# Husband acting out, maybe due to stress??



## Kessandra (Dec 4, 2009)

Hi all. 

I posted recently about my husband canceling our wedding ceremony, we are legally married but planned on celebrating at his home town after the fact.

So after he canceled everything, we have spent weeks apart but talked. I thought we made serious progress. He was really nice and thoughtful during this time. He came to see me this weekend and it was a disaster. 

I planned a nice weekend, he got into town late, it was a short nice evening and I woke up to stony silence for the entire day. The next morning, I was presented with a litany of things I have done wrong, (in less than 48hours!). I was upset, got really defensive, I know that doesn't help but I was just so frustrated with the accusations, the weekend was ruined. 

He blamed me for things that sadly, are simply not true, seemed unreal, I felt/feel he was making things up. I have known him for 4 years and while perhaps I have seen very diluted versions of this behavior, never anything on this scale. 

How do I deal with him when he refuses to speak, makes things up, (such as saying I wasn't welcoming when he came into town...so the decorated house, candles, dinner, hugs and big kiss were somehow unwelcome?) I feel like he is grasping at straws to make me the bad "guy" so to speak.

Believe me, I am more than willing to cop to things that I do, but the things he brought up, are unfair and frankly, strike me as ridiculous. He is hyper critical right now, strangely so, like complaining how I answered my phone awhile back....??!!

He is furious that I will not go home to see his family now, I think he is worried about appearances. However I am not interested in lying about why we canceled the ceremony, nor "pretending" we aren't married. (he asked to keep that to us until the ceremony).

He thinks I am punishing him, I don't mean to, but honestly I feel like the rug has been pulled out from under me, we lost thousands of dollars, the cancelations were embarrassing, and the irony here is that i never expected a ceremony! I am sick over this incessant fighting and faking a smile for his family is to much. And its after the holidays, I'm not ruining their holidays or anything. (he can't travel until later so I would be with his family that I barely know for 3 weeks - also, no one back there has gone to any effort or cost) but canceling our rings, that seemed low. He says he won't wear a ring now.....

I feel like I am going nuts, he is under major work pressure and its like he's blowing a fuse.

He left, packed his things and is gone. Told me he doesnt care about christmas...

I am so frustrated, I sadly feel better that he is gone, I want to fix this but I don't know how. I don't want us to spend the holidays apart, but perhaps I should just leave him alone for awhile. 

I'll be fine, I've been alone on holidays before, I just think it is terribly sad to be newly married and find myself in this situation.

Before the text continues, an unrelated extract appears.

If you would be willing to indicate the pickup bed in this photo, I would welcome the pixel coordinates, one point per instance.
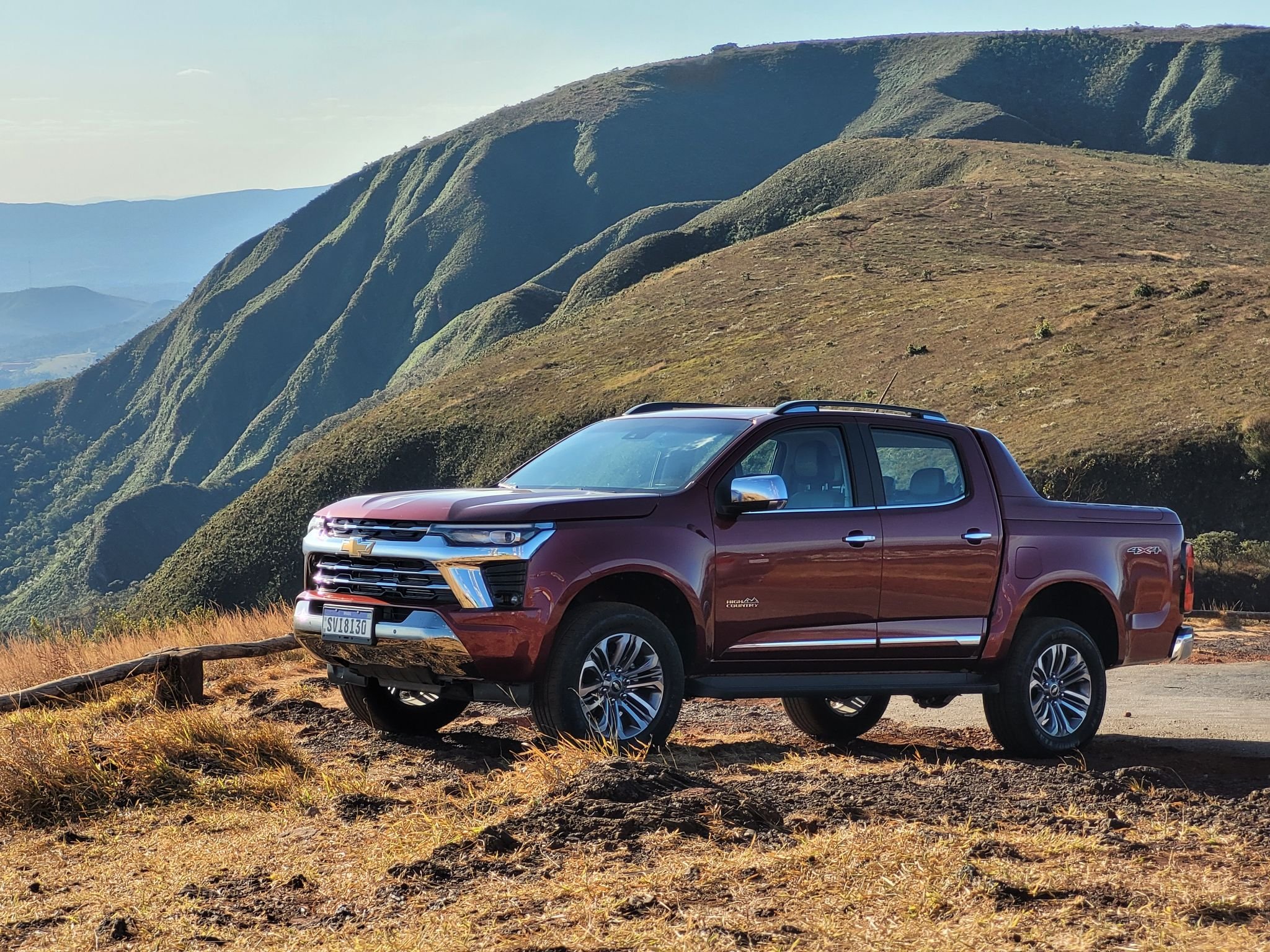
(830, 553)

I welcome any suggestions on how to get past this, Kes


----------



## sienna (Dec 8, 2009)

I dont know what to say to you Kes. Its a really tough situation to find yourself in. I know because I am going through something similar. 
The one thing I have learnt is that you cannot force someone to talk about how they feel. The more you try to push him the more he will distance himself. You have already created the space between you so that you can think about things, but sometimes that distance can work against you if you are trying to rebuild the intimacy. 
When you say you didnt want the ceremony anyway, was it his suggestion? 
Sometimes the reality of it all sets in and maybe he is starting to realise that he actually has to be responsible for his own behaviours and actions. Does he come from a family where it is accepted to act out and behave irrationally if you are not getting what you want? How would his parents react to him throwing a tantrum?


----------



## Kessandra (Dec 4, 2009)

I personally don't like distance but its something he does, he did this very early in our relationship. I feel that generally I have to "chase" him around to get him to talk or to recover from an argument. I am thinking I need to stop "trying" with him right now. I am not a fan of the silent treatment but I am sick and tired of this right now, I keep examining myself wondering what I have done. Its been a tough year for me, my parents died, I gave up my career for us, I've kept my chin up through all of it and I agree to this ceremony and he just pulls it away. 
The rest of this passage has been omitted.